Flowering flowers concept is a concept where the interest you earn will be added to Your principal money, so the interest generated in the next year will be even greater. Just like a snowball is rolling over the hills of snow. Further down is greater.

Now we
again use money USD 1 million. When you open deposits worth Rp 1 million with interest rates of 12 percent per year, then the balance of your investment at every end of the year is as follows:

At the end of the first year, your balance is:
Rp 1,000,000 + (USD 1,000,000 x 12 percent) = Rp 1,000,000 + Rp 120,000 = Rp;

At the end of the second year, your balance becomes:
Rp; + (USD; x 12 percent) = Rp Rp +; 134.400 = Rp 1.254.400.

At the end of the third year, your balance becomes:
Rp 1.254.400 + ($ 1.254.400 x 12 percent) = $ 1.254.400 + $ 150.528 = $ 1.404.928.

So on each year, until finally at the end of the year the balance of your investment balance of 10 would be Usd 3.105.848. A lot more than if you use the method simple interest (i.e. only Rp 2.200.000).

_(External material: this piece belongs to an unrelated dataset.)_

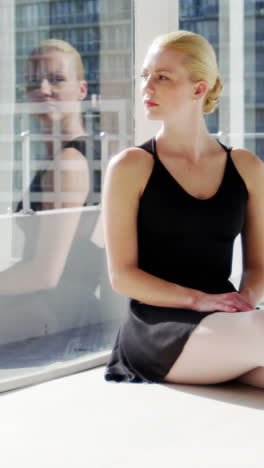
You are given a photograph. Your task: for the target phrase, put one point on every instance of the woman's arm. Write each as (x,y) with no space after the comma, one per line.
(55,233)
(125,180)
(252,170)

When reviewing the types of bonds are commonly issued in Indonesia (the community), then the types of bonds include:

  • Convertible Bonds (convertible bonds), ie the holders of the bonds at a predetermined time to redeem its bonds with ordinary shares of the company that publishes, on the basis of the conversion price has been determined previously.
  • Top Performance Bond (bearer bonds), ie redemption of bonds payable to bearer bonds.
  • Bonds With Profit (Profit Sharing Bonds), namely that in addition to bonds promising a fixed interest rate also offers profit sharing to its holder.
  • No Interest Bonds (zero coupon bonds), the type of bonds that pay no interest, but are sold at a discounted price (discount bonds).
  • High Risk Bonds (junk bonds), the bonds that have a high risk with very low ratings or no ratings or no investment in investment grade.
  • Bonds on Behalf (registered bonds), ie the repayment of bonds payable to the person who is named in the bonds.

If that is formed is then highly recommended bond portfolio investors need to understand the characteristics of investment in these bonds. The simplest to understand the characteristics of these bonds that the investment in obligation always contrary to the interest rate. If the high bank interest rates then the bond prices will be low. And if the price of low interest rates then the bond price will go up (mainly for bonds bearing fixed coupon). For that very encouraged investors to learn the ins and outs of the information needed about the bond, either on its own investments, the potential inherent risks and potential returns. Bonds as an investment vehicle also has its risks. Bond investment risks include the inability of the bond issuer to pay interest coupon, to the inability to pay the principal debt (nominal value of bonds) when the bond matures. However, the risk of the bond if the investor is not as heavy as stock investing where investors become shareholders if the company was bankrupt might not get the rights at all.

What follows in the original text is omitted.